A golden guy: He was the youngest pianist ever to play on an opening of the BBC Proms series back in 2004 when he was just 11, and now the Financial Times of London has labeled him “the prodigy who has lived up to his promise.” Benjamin Grosvenor, who has amassed a long string of awards since, has also been named, by Gramophone, one of five members of “Piano’s Golden Generation.”

He returns to the Steinway Society series at 7:30 p.m. Saturday to give a recital in the Louis B. Mayer Theatre on the Santa Clara University campus. His program, which will also be available to livestream for 48 hours afterward, is filled with music by Bach, Schumann, Ravel and Prokofiev. Find tickets, $45-$70 in person, $40 for the livestream, at steinwaysociety.com or call 408-300-5635. 


Contralto Sara Couden is a featured soloist on a California Symphony program that explores the influences on composer Gustav Mahler’s creativity. (Photo courtesy Veronique Kherian)

Gustav’s groupies: It’s all about Mahler at the California Symphony’s concert programs in the Lesher Center for the Arts in Walnut Creek this weekend—but there’s nothing by the great German romantic composer on the program.

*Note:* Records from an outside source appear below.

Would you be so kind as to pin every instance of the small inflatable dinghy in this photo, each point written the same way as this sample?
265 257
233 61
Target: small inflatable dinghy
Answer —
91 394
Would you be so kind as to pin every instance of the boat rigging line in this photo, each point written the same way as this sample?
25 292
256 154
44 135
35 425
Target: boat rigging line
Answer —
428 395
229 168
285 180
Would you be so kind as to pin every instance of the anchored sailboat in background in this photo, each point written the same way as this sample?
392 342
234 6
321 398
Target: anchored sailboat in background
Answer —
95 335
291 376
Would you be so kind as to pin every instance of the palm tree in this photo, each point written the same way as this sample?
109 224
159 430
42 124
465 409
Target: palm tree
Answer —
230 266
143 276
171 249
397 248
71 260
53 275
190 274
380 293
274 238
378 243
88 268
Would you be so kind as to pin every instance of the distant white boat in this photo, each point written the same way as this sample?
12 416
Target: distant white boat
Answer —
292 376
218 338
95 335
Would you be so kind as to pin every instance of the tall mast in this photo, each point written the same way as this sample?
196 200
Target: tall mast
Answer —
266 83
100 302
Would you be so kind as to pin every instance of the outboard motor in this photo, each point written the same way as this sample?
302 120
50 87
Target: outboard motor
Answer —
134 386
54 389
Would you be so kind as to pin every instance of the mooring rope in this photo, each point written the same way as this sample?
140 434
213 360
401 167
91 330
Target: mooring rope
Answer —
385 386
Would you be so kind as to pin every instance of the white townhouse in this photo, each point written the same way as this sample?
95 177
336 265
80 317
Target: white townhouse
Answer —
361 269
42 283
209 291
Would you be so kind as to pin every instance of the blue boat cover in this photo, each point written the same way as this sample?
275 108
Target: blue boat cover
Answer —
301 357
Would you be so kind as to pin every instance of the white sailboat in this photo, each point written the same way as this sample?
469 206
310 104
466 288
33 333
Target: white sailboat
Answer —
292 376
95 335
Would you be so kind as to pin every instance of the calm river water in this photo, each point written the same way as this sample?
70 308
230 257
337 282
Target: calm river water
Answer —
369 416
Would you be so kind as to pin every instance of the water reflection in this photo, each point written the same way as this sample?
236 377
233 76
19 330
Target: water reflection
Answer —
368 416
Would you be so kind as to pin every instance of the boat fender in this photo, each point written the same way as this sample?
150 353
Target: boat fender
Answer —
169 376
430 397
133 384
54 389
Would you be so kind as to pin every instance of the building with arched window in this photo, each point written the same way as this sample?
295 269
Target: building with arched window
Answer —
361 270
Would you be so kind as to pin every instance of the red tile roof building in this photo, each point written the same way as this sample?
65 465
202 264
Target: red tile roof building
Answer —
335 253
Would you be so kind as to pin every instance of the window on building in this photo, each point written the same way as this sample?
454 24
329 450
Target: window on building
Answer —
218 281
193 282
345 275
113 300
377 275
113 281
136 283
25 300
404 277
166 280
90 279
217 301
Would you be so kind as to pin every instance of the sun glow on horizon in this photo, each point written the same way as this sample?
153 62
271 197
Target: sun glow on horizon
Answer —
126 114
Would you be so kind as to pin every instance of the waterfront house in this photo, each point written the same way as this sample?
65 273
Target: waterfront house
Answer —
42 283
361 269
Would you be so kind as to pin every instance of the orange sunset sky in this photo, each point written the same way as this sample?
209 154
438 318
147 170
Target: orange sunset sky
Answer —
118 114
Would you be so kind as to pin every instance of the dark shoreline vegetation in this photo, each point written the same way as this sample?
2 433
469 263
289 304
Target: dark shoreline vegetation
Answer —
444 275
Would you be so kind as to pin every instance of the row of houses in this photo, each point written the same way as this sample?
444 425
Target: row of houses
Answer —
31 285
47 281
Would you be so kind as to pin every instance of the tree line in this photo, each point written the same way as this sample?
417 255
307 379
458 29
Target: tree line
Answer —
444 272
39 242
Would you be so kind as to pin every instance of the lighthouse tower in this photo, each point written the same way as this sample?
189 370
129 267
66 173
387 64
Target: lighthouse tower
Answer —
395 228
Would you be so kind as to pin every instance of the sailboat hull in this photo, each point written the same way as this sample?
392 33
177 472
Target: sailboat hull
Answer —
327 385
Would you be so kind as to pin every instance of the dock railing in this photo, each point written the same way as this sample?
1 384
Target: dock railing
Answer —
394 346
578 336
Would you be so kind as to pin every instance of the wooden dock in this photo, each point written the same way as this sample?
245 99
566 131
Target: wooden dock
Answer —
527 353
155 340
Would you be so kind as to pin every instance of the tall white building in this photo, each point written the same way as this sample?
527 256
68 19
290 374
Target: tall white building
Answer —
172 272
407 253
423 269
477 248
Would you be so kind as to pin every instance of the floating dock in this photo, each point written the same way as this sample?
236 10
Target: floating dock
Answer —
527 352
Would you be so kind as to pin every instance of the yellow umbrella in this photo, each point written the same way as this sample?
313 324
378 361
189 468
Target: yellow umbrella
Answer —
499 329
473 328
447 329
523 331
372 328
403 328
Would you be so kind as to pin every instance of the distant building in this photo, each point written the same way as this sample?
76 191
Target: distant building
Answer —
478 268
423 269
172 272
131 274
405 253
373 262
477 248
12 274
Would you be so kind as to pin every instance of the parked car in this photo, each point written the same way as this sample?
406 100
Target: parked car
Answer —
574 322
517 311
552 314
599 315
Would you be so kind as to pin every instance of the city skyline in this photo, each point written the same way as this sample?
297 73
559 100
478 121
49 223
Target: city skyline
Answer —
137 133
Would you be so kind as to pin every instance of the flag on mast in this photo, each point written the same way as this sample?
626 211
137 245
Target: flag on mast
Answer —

That’s because conductor Donato Cabrera and his orchestra have decided to pay homage instead to “Mahler’s Inner Circle,” or three of his contemporaries and intimates who were deemed to have significant influence on him.

That would, of course, include his wife Alma, who relinquished her own career as a composer to marry him. Her “Fünf Lieder” (Five Songs) was her only work to be published in Mahler’s lifetime, and she was aided in that regard by the architect Walter Gropius (with whom she was having an illicit dalliance).

In addition to Alma’s pieces, which will be sung by Walnut Creek-based contralto Sara Couden, the orchestra will play the “Lustspiel Ouvertüre” by Alexander Zemlinsky, a former tutor and suitor of Alma’s, and the Symphony No. 1 by Hans Rott, a friend and fellow conservatory student of Gustav’s who died in an asylum at age 25, after leaving the world his one and only completed symphony. Cabrera will give a half-hour talk about all the connections before the performances, which take place at 7:30 p.m.

Saturday and 4 p.m. Sunday in the Lesher’s Hofmann Theatre. Tickets, $20-$79, are at californiasymphony.org or 925-943-7469.